Because of the type of person this person is, that happened to me. And the more I learned, the more I realized he is, not only one of those people that does so much but does it without the attention that so many others seek, but he is also, one of the most deserving individuals I have met when it comes to giving back to the community by way of sport.

Mitch Ball is an umpire. But he didn’t start off with that goal in mind – he did what many boys did while growing up in Southern Alberta, he played baseball. First he played Little League, and then he moved into high school ball. While he loved it, he was aware that he wasn’t the most talented player and the school staff would sometimes ask him to step in to be the umpire for a game. After attending college, he was getting started in his “adult life” when his dad, the only umpire in Raymond, was ready to retire after decades of umping so the high school ball coach asked Mitch if he’d train as an umpire.

Mitch never guessed that moment as a catalyst for what has transpired after all these years, and the years in between have been the story of someone who has given back to community, who has had influence in every level of baseball in Southern Alberta, and who has gone so far with his officiating that he is only one of approximately 5 people in Canada who is qualified to be an umpire at an international level.

Mitch is involved in all umpire training. In fact, he organizes and teaches umpire clinics and is involved in organizing all umpire training for all baseball groups – Little League, High School, PBA, American Legion, and is assisting with a new summer league that is starting up.

When it comes to umpire training, he talks passionately about how it is so important to teach these umps about ethics and philosophy. He states, “it is one of the first things we teach new umpires – that their role is to be fair, impartial and consistent.” But he also acknowledges that when one starts out, they try to do it all by the book and with experience, they realize that there are grey areas and that everyone will make mistakes.
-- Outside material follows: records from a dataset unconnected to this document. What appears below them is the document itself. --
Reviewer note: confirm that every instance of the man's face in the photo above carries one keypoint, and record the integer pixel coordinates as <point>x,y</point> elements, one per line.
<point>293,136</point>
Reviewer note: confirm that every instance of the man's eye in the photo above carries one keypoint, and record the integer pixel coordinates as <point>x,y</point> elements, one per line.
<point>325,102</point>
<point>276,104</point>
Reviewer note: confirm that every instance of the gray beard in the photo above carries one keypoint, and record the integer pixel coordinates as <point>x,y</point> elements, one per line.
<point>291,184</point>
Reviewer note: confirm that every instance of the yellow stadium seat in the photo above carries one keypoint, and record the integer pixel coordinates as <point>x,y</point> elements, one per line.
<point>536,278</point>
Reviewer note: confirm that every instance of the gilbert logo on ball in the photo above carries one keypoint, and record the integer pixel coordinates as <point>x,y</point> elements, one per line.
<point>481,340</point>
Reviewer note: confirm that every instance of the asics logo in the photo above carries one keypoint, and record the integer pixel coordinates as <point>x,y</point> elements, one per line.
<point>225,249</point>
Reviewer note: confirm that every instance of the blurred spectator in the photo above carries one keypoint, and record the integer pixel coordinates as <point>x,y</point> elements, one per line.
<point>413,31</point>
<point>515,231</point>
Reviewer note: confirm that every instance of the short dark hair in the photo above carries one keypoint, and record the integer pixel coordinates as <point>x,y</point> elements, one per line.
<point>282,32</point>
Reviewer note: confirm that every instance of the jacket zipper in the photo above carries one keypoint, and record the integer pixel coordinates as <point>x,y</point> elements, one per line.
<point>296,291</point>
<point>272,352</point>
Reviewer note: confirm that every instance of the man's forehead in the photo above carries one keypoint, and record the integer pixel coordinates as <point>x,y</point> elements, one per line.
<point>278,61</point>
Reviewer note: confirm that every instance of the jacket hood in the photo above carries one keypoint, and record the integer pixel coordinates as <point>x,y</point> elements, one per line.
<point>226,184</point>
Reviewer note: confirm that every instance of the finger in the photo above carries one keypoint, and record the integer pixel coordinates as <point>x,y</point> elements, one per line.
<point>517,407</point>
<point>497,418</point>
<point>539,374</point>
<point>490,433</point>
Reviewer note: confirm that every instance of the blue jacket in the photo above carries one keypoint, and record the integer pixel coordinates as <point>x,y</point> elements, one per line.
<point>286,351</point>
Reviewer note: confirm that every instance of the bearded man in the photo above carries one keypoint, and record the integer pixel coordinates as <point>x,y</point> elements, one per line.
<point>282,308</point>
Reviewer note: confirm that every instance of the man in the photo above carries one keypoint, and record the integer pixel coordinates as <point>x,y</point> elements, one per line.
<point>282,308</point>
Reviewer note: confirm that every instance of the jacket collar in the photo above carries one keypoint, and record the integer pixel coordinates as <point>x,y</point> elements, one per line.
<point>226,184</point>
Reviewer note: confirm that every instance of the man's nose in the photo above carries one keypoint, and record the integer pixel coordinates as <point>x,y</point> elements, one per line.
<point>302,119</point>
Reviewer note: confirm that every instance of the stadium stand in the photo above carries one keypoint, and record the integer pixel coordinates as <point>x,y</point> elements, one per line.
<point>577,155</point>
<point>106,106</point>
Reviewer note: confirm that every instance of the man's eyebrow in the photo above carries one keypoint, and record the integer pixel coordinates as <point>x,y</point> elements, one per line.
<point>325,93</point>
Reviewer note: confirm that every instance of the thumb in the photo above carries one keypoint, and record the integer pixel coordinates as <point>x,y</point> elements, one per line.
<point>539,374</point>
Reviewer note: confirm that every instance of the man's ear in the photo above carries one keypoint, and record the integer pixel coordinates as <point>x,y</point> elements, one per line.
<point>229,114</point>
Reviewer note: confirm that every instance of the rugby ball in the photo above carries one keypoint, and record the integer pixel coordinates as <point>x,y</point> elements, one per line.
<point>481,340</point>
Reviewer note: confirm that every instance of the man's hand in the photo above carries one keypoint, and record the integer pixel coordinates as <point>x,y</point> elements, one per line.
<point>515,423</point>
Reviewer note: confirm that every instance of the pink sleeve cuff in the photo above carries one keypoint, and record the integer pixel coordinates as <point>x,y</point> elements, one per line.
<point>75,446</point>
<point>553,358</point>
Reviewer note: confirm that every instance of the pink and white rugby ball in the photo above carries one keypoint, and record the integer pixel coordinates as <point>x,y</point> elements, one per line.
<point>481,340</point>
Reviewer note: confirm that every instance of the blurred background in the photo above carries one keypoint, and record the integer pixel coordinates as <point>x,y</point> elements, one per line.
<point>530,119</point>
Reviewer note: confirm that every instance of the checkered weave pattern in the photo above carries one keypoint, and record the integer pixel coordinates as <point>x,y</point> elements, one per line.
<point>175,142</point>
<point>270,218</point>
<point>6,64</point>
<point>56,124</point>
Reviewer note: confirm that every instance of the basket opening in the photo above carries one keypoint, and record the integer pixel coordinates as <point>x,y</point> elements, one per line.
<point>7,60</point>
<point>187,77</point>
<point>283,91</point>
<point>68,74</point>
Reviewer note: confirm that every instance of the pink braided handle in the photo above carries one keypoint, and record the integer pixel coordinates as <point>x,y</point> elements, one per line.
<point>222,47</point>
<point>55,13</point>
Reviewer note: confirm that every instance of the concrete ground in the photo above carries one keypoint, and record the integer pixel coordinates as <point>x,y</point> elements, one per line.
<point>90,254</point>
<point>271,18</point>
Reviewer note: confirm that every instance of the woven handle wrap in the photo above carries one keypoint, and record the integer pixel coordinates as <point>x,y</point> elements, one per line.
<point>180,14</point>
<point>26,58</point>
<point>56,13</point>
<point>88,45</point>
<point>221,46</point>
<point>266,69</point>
He states that when these mistakes happen, “you can’t take it home but you have to learn from them.”

Mitch also shares about how with every bad game you will second guess yourself and wonder if it is time to quit. He says that “your conscious weighs on you and it shouldn’t”, but he admits it does though it gets easier as you mature and become older. Making it ok for those new and learning and growing in this role is very important to Mitch, and very important to those whom he assists with training.

Not only does he grow the sport of baseball through his own family’s involvement, he grows the role of the umpire by talking to those attending umpire clinics about the fact that being an umpire is a great option for those who don’t want to coach, or don’t want to play or aren’t good enough to continue in their journey in baseball – that being an ump is an “opportunity”. He inspires youth this way, and as most people know, all sport groups are in need of officials so this inspiration only helps a great sport continue to exist and grow, and helps youth find their place in the sport when it may not be as an athlete.

He is asked to coach frequently, and he does. But as he states, it is “important to let the younger kids help with the Little League….they get the experience.” All in all, Mitch’s vision includes statements such as “…ensure that young umpires are trained and get the support that they need to be able to feel comfortable on the field and to want to continue umpiring” and “…see more umpires have the desire to achieve higher levels of capability. This helps them to move to the international stage.”

Mitch’s umpire resume is as impressive as his mandate and role in training and grooming new umpires. Internationally he has been an umpire at the Little League World Series (2002), IBAF World Junior Championships (2008 and 2009), and most impressively, the Pan Am Games (2015) where he was at the plate for the Bronze Medal game between Cuba and Puerto Rico.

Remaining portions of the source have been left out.